If he hadn’t earned his stage name as a youth, he could’ve just as well been known as Trumpet Shorty. He is equally adept on that smaller, non-slide instrument. During the slow, jazz-blues build of “Laveau Dirge”, Shorty delivered a trumpet solo, deploying his free hand as a mute, along with seemingly every ounce of breath he had left, that would’ve made Louis “Satchmo” Armstrong proud. Meanwhile, in the space between lingering gust-filled notes, you could hear “whoooh!”, “what?!” or “ugh!”, bubble up inside the crowded concert hall. Shorty was not the only ace musician onstage in nearly two hours of show time. Each member of his five-piece accompanying band since 2009, Orleans Avenue, was a gifted player in their own right and made the most of their time to shine.  Jersey native “Freaky” Pete Murano shifted from chicken-grease rhythm guitar on “Where It At”, to white-hot Hendrix-like leads on “The Craziest Thing”. Drummer Joey Peebles kept time with seemingly boundless energy, while his long hair flew everywhere and flop-sweat could be seen splashing as his cymbals crashed. Ninth Word N.O. native “Uncle” Dan Oestreicher’s baritone sax, like his physical frame, loomed large in the evening’s proceedings. Mike “Bass In Your Face” Bailey, truly earned the nickname, particularly during an extended solo on “One Night Only”.

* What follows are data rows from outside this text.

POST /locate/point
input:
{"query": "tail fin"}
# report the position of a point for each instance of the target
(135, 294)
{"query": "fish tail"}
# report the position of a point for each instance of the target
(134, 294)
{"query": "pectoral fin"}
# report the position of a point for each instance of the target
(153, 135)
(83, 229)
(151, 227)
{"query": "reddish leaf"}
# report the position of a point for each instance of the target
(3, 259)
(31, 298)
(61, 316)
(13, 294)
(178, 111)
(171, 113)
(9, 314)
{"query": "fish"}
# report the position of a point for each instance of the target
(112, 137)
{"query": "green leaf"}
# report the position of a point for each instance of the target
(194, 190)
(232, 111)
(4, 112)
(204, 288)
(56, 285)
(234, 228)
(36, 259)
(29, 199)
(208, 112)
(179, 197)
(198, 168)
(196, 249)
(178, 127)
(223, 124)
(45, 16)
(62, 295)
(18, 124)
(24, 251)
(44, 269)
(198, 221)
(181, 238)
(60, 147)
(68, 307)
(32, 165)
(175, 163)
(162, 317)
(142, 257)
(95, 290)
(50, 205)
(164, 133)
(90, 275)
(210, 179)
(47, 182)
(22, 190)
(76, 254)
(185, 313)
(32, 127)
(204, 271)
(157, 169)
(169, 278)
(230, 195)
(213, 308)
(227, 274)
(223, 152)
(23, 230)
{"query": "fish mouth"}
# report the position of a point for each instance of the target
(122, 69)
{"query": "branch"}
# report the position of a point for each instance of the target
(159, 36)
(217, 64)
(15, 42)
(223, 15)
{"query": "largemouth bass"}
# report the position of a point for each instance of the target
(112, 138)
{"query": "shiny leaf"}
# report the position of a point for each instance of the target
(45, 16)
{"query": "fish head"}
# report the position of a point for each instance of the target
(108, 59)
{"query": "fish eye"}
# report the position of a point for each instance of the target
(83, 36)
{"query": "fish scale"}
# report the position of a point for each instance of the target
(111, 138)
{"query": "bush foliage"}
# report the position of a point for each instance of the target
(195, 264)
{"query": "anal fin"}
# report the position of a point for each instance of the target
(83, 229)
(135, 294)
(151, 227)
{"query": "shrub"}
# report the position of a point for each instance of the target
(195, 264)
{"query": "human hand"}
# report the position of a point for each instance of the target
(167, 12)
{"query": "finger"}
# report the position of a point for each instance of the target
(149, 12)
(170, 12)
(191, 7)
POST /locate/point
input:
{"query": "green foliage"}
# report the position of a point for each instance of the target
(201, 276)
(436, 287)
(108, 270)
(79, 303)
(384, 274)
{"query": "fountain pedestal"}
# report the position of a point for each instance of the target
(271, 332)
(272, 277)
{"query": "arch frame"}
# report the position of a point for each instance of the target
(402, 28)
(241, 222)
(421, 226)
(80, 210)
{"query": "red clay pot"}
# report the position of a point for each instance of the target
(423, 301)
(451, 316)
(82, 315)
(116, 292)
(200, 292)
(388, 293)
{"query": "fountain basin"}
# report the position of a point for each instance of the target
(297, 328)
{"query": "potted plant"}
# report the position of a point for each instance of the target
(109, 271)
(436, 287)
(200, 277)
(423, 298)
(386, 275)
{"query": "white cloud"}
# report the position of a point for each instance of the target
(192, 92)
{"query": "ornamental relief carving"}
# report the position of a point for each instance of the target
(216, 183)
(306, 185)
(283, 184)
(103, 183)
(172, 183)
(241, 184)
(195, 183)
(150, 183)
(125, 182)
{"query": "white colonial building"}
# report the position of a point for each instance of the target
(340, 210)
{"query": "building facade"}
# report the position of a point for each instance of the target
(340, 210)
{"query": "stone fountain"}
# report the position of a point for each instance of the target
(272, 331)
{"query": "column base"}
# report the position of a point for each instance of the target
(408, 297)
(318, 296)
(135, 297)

Last but certainly not least was the most recent addition, Bernard “BK” Jackson. BK is a Tampa-bred, 25-year-old tenor saxophone wizard, hired into Prince’s NPG Orchestra while in college at FAMU back in 2012. Moving continuously through the night, he rose to the challenge Trombone Shorty issued when asked to “give him some Maceo Parker”, launching into a James Brown medley that included parts of “Cold Sweat”, “Get Up Offa That Thing”, “I Got The Feeling” and “I Feel Good” among others. During Jackson’s final solo on the set-closing “It Ain’t No Use”, Shorty took rhythmic respite behind the drum kit, BK snuck in horn licks from Outkast’s “Spottieottiedopalicious”, Herbie Hancock’s “Chameleon”, and once Shorty returned to trombone, all three horns blasted off into the wordless melody of Suzanne Vega’s “Tom’s Diner” chorus in unison.

As the joyful noise finally came to an end, performers and patrons looking happily spent, Shorty took a bouquet of flowers from the grateful audience while each member of the group took turns tossing out gifts to the crowd including t-shirts, beads, guitar picks and drum sticks. “Thank You, Ocean City, from right here all the way down to New Orleans…we love you and we’ll be back soon!”. Judging by the standing ovation and smiling faces filtering out of the Music Pier, it’s safe to say Ocean City loves him and New Orleans too. In fact, the next time Trombone Shorty & Orleans Avenue return to play a show, OC Summer Concert Series promoters Bob Rose & BRE Presents may want to considering booking two, to give the Jersey Shore one more summer day, of laissez les bons temps rouler.